Pendant cinq ans, une photographe belge a suivi la jeunesse égyptienne, instigatrice du soulèvement en 2011. Aujourd’hui, la sphère médiatique s’est détournée de cette génération révolutionnaire qui continue de lutter pour ses libertés. À travers l’exposition «Génération Tahrir», au Musée de la Photographie de Charleroi, Pauline Beugnies raconte le combat de cette génération et déconstruit les images stéréotypées du monde arabe et musulman.
Son nom ne vous est peut-être pas inconnu. C’est que Pauline Beugnies a remporté des prix parmi les plus prestigieux du monde en journalisme, comme le Mediterranean Journalism Award et le Nikon Press Photo Award en 2013. Ce n’est pas rien! Et pour reconnaître le travail de la photographe, il suffit d’approcher son parcours et ses reportages documentaires, toujours réalisés avec une grande profondeur. Née à Charleroi en 1982, Pauline Beugnies parcourt le monde après ses études à l’IHECS. Elle voyage au Congo, au Bangladesh, en Albanie et puis en Belgique. L’humain, ce qu’il ressent, ce qu’il vit est au coeur de son travail. En 2011, elle décide de vivre en Égypte pour y apprendre l’arabe et étudier sur le terrain le monde arabo-musulman, pour mieux le comprendre, le faire comprendre et ainsi briser les préjugés. C’est à travers l’exposition photo «Génération Tahrir» que Pauline Beugnies fait entendre et voir la vie de la jeunesse égyptienne, avant-gardiste du soulèvement en 2011.

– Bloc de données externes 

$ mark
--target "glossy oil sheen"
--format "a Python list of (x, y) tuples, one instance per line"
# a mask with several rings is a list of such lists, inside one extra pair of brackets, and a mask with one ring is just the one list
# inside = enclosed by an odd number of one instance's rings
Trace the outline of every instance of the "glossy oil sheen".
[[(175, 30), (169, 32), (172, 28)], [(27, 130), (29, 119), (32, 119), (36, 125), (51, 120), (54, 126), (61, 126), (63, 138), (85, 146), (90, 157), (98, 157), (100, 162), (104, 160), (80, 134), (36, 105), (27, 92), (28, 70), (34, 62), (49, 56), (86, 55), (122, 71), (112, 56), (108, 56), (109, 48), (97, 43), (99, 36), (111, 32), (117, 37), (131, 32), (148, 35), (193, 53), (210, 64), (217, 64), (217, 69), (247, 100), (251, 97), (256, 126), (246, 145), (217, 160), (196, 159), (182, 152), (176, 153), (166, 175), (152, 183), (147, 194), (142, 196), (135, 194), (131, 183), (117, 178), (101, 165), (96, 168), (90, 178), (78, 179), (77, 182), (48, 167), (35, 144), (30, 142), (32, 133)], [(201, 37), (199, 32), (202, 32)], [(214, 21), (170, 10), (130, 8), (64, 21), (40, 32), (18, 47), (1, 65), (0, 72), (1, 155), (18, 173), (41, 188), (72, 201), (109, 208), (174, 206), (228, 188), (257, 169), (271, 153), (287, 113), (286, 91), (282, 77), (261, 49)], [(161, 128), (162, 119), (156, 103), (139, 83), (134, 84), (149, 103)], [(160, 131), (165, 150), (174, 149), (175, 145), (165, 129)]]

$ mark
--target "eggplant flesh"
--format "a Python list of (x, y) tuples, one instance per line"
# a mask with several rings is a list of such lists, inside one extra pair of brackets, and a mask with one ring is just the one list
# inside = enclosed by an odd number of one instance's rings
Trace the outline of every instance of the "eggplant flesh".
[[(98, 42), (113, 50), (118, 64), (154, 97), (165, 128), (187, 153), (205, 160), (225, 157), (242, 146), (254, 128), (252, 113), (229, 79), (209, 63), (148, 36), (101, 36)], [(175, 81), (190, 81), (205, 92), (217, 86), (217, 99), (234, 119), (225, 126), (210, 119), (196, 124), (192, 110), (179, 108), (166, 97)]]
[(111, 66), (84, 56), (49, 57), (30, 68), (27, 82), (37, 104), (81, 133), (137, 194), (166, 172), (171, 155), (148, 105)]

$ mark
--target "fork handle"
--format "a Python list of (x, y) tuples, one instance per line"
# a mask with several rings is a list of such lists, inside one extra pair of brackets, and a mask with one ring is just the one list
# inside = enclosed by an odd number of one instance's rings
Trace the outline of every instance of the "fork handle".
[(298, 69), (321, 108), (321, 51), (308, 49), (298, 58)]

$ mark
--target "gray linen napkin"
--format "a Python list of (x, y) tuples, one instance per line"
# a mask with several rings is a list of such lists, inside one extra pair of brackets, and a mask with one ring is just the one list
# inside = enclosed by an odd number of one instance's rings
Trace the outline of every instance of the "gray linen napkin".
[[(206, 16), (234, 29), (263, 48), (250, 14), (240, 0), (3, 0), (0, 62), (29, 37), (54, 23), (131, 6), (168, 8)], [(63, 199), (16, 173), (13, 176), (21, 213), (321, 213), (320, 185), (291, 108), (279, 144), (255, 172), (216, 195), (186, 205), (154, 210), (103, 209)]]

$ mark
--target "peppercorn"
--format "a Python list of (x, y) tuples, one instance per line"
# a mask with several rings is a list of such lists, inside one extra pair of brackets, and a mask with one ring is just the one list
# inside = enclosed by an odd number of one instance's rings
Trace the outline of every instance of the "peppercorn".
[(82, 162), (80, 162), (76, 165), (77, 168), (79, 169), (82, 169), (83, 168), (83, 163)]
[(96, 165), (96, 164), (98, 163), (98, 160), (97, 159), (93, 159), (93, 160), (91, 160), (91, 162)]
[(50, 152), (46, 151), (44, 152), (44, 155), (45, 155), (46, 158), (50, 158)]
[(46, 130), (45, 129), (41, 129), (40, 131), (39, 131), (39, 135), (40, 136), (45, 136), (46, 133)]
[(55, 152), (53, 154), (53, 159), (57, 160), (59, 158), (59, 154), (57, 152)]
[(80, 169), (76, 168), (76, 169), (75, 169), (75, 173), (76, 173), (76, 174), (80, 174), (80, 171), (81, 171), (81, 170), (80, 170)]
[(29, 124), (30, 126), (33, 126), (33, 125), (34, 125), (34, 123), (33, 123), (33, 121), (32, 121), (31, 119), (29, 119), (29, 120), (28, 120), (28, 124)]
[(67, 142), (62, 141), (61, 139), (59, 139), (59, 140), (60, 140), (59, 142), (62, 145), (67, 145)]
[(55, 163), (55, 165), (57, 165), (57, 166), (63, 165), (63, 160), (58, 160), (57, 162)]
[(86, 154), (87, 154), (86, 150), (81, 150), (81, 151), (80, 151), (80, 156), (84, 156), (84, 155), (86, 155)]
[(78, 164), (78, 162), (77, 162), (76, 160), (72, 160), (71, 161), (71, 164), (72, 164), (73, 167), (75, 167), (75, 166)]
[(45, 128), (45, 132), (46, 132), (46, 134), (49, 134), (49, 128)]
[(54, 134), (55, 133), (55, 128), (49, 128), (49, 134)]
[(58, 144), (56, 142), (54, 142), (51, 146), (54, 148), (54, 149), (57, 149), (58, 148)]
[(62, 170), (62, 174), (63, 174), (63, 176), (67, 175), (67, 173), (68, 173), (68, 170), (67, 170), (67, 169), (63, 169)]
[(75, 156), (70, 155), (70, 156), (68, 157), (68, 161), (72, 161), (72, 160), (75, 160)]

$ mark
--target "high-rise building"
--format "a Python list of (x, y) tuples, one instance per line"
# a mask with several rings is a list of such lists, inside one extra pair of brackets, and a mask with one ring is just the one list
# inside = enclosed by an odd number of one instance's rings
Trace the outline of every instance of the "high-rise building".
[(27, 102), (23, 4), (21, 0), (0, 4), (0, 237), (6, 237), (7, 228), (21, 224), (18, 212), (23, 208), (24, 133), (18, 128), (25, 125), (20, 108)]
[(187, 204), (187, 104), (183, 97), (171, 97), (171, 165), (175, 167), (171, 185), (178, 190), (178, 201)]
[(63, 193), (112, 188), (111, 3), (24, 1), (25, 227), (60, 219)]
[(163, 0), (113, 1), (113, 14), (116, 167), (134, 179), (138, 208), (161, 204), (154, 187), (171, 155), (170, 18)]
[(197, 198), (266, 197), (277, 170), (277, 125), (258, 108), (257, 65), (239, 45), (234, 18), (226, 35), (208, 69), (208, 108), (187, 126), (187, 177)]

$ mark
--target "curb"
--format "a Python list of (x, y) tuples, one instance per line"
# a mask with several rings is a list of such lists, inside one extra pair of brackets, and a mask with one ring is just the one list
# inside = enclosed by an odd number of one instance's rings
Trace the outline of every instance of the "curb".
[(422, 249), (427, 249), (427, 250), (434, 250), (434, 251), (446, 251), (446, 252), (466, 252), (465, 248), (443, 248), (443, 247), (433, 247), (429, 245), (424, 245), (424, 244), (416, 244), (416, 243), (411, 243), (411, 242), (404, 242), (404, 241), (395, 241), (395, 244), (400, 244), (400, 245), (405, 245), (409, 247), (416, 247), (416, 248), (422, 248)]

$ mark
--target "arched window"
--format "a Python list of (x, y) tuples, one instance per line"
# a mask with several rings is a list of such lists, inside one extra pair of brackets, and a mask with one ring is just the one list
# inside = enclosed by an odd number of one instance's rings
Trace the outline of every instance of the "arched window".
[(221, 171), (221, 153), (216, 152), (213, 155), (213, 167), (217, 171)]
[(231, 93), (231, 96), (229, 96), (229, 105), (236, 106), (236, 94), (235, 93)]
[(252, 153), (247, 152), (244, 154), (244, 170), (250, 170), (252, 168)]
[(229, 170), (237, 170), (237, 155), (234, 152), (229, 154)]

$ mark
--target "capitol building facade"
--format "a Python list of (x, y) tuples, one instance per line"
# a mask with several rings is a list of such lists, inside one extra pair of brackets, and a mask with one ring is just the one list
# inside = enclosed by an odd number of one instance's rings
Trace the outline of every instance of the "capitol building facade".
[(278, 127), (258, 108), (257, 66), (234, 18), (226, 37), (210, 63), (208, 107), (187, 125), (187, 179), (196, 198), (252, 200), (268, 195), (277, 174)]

L’immersion pour un travail authentique
Le 25 janvier 2011, premier jour du soulèvement, Pauline Beugnies est présente sur la place Tahrir, nommée «place de la Libération». La photographe belge, qui suivait de jeunes Égyptiennes venues manifester, se retrouve aux premières loges d’une révolution, dans la vague du Printemps arabe. Elle continuera à suivre cette génération après la révolte jusqu’à la fin 2015. Assoiffée de liberté et d’émancipation, la jeunesse égyptienne dégage une énergie intense et admirable que les spectateurs peuvent ressentir dans le travail de la photographe. «Génération Tahrir», présentée sous forme d’un livre et d’une exposition, rapporte cinq années d’immersion au sein des familles et des vies de jeunes Égyptiens. Elle nous montre et nous raconte les histoires de jeunes femmes et hommes, dans leurs joies, leurs espoirs, leurs peines et leur combat. Dans un contexte politique qui tend à réécrire l’histoire et effacer le visage des vrais héros, Pauline Beugnies veut partager la vie de ceux qu’elle a côtoyés et ainsi apporter un autre regard sur cette jeunesse réduite au silence dans les médias.
«Pour que les images restent quand les visages s’effacent de nos mémoires»
Il y a cinq ans, les médias du monde entier étaient fixés sur l’Égypte. Durant 18 jours, la nation égyptienne s’est soulevée contre son tyran. Le 11 février 2011, c’est la victoire contre celui qu’ils voulaient voir «dégager»: Moubarak est déchu. L’espoir et le rêve d’une véritable démocratie sont palpables, à portée de main. Et puis, plus rien. Écran vide sur l’Égypte. On n’entend plus les cris de révolte, ni de joie. Le nouveau-né démocratique qu’est l’État égyptien est confronté à ses premiers échecs. L’armée reprend le pouvoir après l’éviction des Frères musulmans. La jeunesse, première victime de cette désillusion, ne se laisse pourtant pas abattre.
L’exposition est comme segmentée entre le passé et le présent. Le soulèvement de 2011, avec ses blessés et ses héros, que Pauline Beugnies immortalise. Et aujourd’hui, avec cette génération qui a fait dégager son dictateur. Les images montrent des visages, prouvent une réalité. C’est l’histoire de ces jeunes qu’on voit debout sur des chars, brandissant des drapeaux et banderoles révolutionnaires. C’est l’histoire d’une jeunesse qui continue sa révolte à travers son quotidien, ses choix face à la religion, à la famille, aux traditions et au pouvoir en place. C’est une jeunesse qui vit et développe sa culture, souvent clandestinement, par des festivals, des studios de cinéma, ses collectifs d’artistes… Bref, une génération qui veut encore croire à «sa» liberté dans ce qui semble être une nouvelle ère patriarcale. «Génération Tahrir» est un autre regard porté sur le monde arabe et musulman, loin de ces couvertures médiatiques diabolisant une culture orientale. Il fallait parler d’eux, se souvenir et partager ce qu’ils vivent pour raconter à la jeunesse d’ici ce que l’autre vit là bas.